One Star

Performance tMap lookup vs tJoin

Hi, can someone help?
In Ab Initio, when the main stream is big and the lookup stream is very small, somehow it is 1:20. Lookup will get better performance.
when the main stream and the lookup stream is the same or similiar size, use Join will get better performance.
Will it be the same creteria in Talend between tJoin and tMap?
Much appreciated.
6 REPLIES
Moderator

Re: Performance tMap lookup vs tJoin

Hi,
No, you can use tMap all the time.
If you have the MPx Edition, you can also go for tFileScaleJoin
Benjamin
One Star

Re: Performance tMap lookup vs tJoin

Thanks for your informaiton. But how is the performance when the income and lookup string have similiar size?
For example 10 millison records in income string and 10 m records in lookup string
One Star

Re: Performance tMap lookup vs tJoin

I have the same issue. My lookup is ~800K rows and input is 1.8M. Talend basically chokes up on this, never completes and runs out of memory.
I use tMap. I enabled Store temp data on disk, set Xmx 4GB to no avail. Talend runs out of heap memory or GC runs out of memory.
I am kind of out of options.
Any suggestions, Talend folks?
Peter.
One Star

Re: Performance tMap lookup vs tJoin

Hi Guys,
If you've tried this already then please ignore it, but in my experience with other DI tools we always preprocessed large lookup files so that they contained only the data we required for the downstream process, thus making more effective use of the memory available and not having to store data to disk. In some cases by examining the two files and what was needed from each we actually made the file with more rows the lookup, because we needed much less data from it.
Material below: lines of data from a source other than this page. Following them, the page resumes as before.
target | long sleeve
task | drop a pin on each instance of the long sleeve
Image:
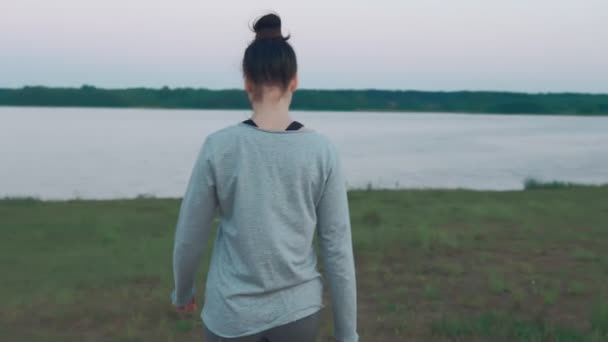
(194, 223)
(334, 230)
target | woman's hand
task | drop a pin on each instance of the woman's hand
(190, 307)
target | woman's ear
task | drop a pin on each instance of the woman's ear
(293, 84)
(248, 87)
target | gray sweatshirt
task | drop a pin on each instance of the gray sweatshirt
(274, 190)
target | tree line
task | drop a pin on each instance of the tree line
(311, 99)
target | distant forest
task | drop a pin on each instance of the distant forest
(309, 99)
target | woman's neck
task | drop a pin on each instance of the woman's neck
(272, 115)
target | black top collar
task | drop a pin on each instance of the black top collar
(293, 126)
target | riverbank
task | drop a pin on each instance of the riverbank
(375, 100)
(431, 265)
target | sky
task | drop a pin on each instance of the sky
(508, 45)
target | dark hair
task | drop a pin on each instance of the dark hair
(269, 59)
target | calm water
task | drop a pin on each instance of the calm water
(60, 153)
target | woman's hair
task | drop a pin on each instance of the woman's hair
(269, 59)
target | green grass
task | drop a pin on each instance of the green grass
(431, 265)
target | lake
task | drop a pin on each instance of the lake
(63, 153)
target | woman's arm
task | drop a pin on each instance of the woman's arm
(334, 230)
(194, 223)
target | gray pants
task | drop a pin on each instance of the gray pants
(303, 330)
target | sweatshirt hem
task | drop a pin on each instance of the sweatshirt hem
(285, 319)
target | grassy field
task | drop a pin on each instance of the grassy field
(432, 265)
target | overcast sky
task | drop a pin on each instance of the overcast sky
(518, 45)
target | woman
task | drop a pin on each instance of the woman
(275, 183)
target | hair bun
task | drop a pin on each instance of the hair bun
(268, 27)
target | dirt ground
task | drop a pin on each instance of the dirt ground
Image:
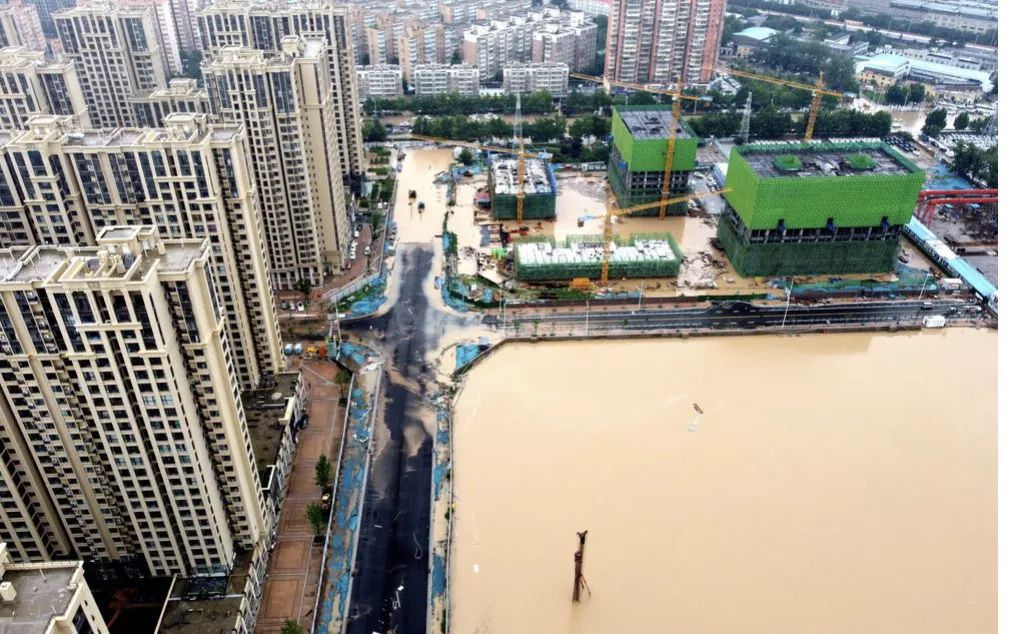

It may be that you need all the data from both the files but it's always worth checking when you are dealing with large volumes.
That said, there do seem to be a number of examples including this one, where Talend could benefit from a serial(sorted) joiner component/method as well as a lookup method!
Regards,
Rick
Moderator

Re: Performance tMap lookup vs tJoin

Hi,
in order not to have out of memory, you can:
With talend open studio
-(with database as source) activate stream/cursor mode on tdbinput
-load in lookup only used columns
-filter lookup rows before going into the tmap
-activate store on disk option on the tmap
-use ELT mode to make the database perform the join
-use a 64bits jvm and allocate more than 4go
With talend integration suite MPx edition (parallelelisation version)
-use tFileScaleJoin which performs a parallel sorted join/lookup (equivalent to parallel join in abinitio)
-use hadoop patterns to perform a distributed join/lookup
benjamin
One Star

Re: Performance tMap lookup vs tJoin

Thanks a lot guys